Тургенев немножко смутился и призадумался.
– Да! В самом деле. Я обыкновенно переписываюсь с тобою, а ты теперь здесь. Ну, все равно: напишу одному из Булгаковых – московскому почт-директору или петербургскому.
Сел к столу и настрочил письмо в два или три почтовых листа.
Собранные вместе письма Тургенева составили бы много фолиантов. Кроме того, Тургенев вел еще подробнейший дневник. Для общественной, литературной и бытовой истории его времени писания Тургенева дают неисчерпаемый материал. Слог его – живой и простой, часто художественный.
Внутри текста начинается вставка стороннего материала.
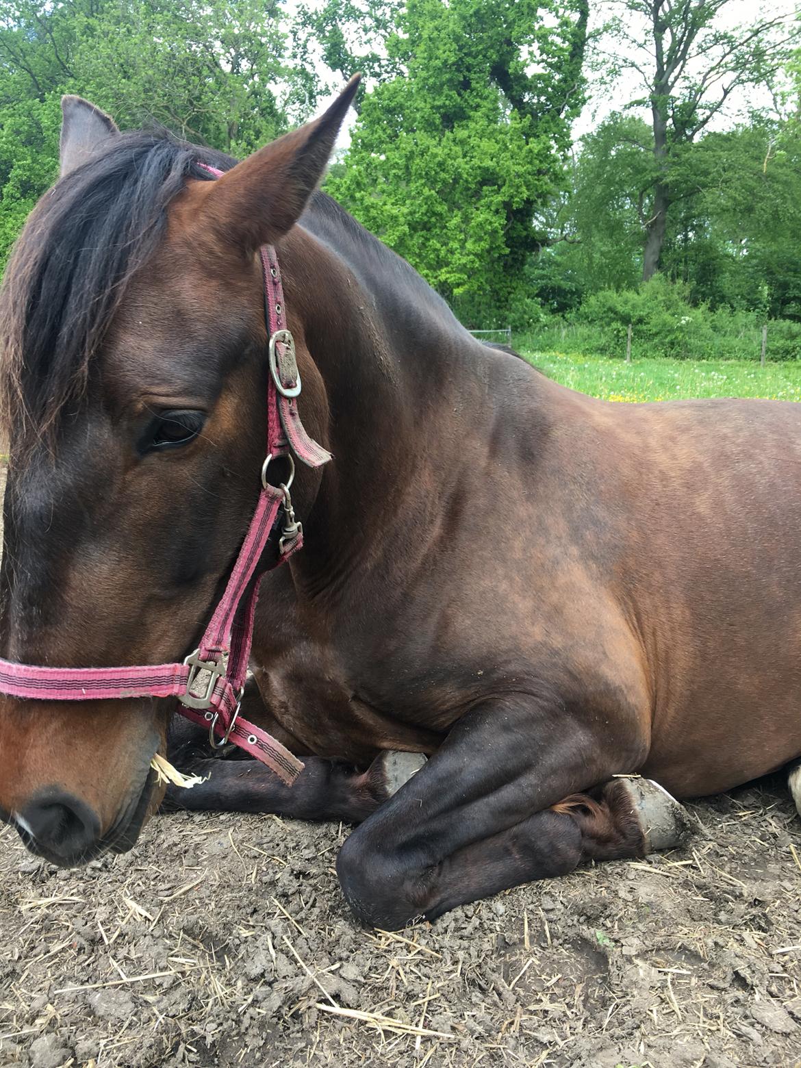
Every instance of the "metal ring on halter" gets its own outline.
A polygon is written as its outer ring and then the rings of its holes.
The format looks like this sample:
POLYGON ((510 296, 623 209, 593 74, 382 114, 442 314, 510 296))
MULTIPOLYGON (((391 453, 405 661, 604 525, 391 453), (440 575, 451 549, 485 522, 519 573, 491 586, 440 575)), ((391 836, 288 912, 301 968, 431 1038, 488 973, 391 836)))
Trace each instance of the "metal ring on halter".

Письма о последних днях Пушкина, писанные наспех, урывками, производят впечатление потрясающее, и художественной силе их позавидовал бы мастер.
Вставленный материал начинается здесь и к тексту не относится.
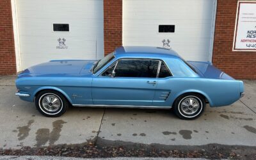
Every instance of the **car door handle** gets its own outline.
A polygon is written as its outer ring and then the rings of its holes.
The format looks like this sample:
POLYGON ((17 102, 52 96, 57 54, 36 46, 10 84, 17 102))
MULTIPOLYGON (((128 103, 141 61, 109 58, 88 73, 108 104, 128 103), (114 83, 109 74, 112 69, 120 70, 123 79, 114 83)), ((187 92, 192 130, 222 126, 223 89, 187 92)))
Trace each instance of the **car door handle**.
POLYGON ((148 81, 148 84, 152 84, 155 85, 155 84, 156 84, 156 81, 148 81))

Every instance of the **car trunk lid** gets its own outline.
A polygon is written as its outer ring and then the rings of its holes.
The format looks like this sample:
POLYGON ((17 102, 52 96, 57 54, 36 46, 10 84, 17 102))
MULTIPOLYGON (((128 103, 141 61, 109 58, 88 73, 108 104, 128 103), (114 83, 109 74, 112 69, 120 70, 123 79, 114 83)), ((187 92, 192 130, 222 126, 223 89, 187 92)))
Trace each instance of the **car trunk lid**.
POLYGON ((234 79, 217 68, 210 62, 188 61, 201 77, 234 80, 234 79))
POLYGON ((93 60, 52 60, 28 68, 24 74, 79 74, 83 70, 90 72, 93 60))

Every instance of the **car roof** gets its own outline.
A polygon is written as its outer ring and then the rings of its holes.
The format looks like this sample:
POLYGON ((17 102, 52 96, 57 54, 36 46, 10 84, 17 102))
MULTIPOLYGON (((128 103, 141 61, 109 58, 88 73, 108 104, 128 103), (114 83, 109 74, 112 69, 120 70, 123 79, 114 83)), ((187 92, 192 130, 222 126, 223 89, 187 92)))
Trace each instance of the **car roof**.
POLYGON ((114 54, 125 57, 180 58, 179 54, 171 49, 150 46, 122 46, 115 50, 114 54))

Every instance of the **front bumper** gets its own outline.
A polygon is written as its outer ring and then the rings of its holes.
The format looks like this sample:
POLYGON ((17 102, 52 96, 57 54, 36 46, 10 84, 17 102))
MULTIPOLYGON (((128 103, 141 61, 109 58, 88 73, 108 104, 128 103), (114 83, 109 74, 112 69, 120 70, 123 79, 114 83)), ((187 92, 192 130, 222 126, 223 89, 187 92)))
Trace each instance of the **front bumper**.
POLYGON ((17 92, 15 93, 15 95, 20 97, 28 97, 30 96, 30 95, 28 93, 20 93, 20 92, 17 92))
С утра до вечера Тургенев рыскал по городу во всевозможных хлопотах за приятелей своих и посторонних, рыскал и по собственному влечению, потому что в натуре его была потребность рыскать. «Рыскун» – называет его К. Булгаков. «Не великий волнователь (agitateur), а великий волнующийся (agite´)», – отзывается Вяземский. В холостой квартире Тургенева всегда стоял беспорядок, повсюду письма, записки, книги на полу, по углам газеты. С утра до вечера народ, – «кукольная комедия, – пишет Булгаков, – то один, то другой, то поп, то солдат, то нищий, то мамзель». Вставал рано, ложился поздно. Хотя был толстенек, но очень был подвижен и легок на подъем. Зато мог засыпать во всякое время – утром, только что вставши с постели, в полдень и вечером, за проповедью и в театре, за чтением книги и в присутствии обожаемой женщины. Друзья-писатели знали эту его особенность и не обижались, когда в разгар их чтения вдруг на всю комнату раздавался храп Александра Ивановича. Дочь Блудова вспоминает, как они изумлялись детьми, глядя на Тургенева за обедом: он глотал все, что находилось под рукою, – и хлеб с солью, и бисквиты с вином, и пирожки с супом, и конфекты с говядиной, и фрукты с майонезом, без всякого разбора, без всякой последовательности, как попадет, было бы съестное, а после обеда поставят перед ним сухие фрукты, пастилу, и он опять все ест, – кедровые орехи целою горстью зараз, потом заснет на диване и спит. Усердно ухаживал за прекрасным полом. Был человек добрейшей души.
Найти умел в одном добре
Души прямое сладострастье, –
писал о нем Батюшков. За всех готов был Тургенев хлопотать, и в ходатайствах был ревностен, упорен, неотвязчив. Целый ряд писателей обязан был облегчением разных своих бед заступничеству Тургенева. Герцен, знавший его в сороковых годах, записал в дневнике: «А. И. Тургенев – милый болтун; весело видеть, как он, несмотря на седую голову и лета, горячо интересуется всем человечеством, сколько жизни и деятельности. А потом приятно слушать его всесветные рассказы, знакомства со всеми знаменитостями Европы. Тургенев – европейская кумушка, человек в курсе всех сплетен разных земель и стран, и все рассказывает, и все описывает, острит, хохочет, пишет письма, ездит спать на вечера и показывает свою любезность везде».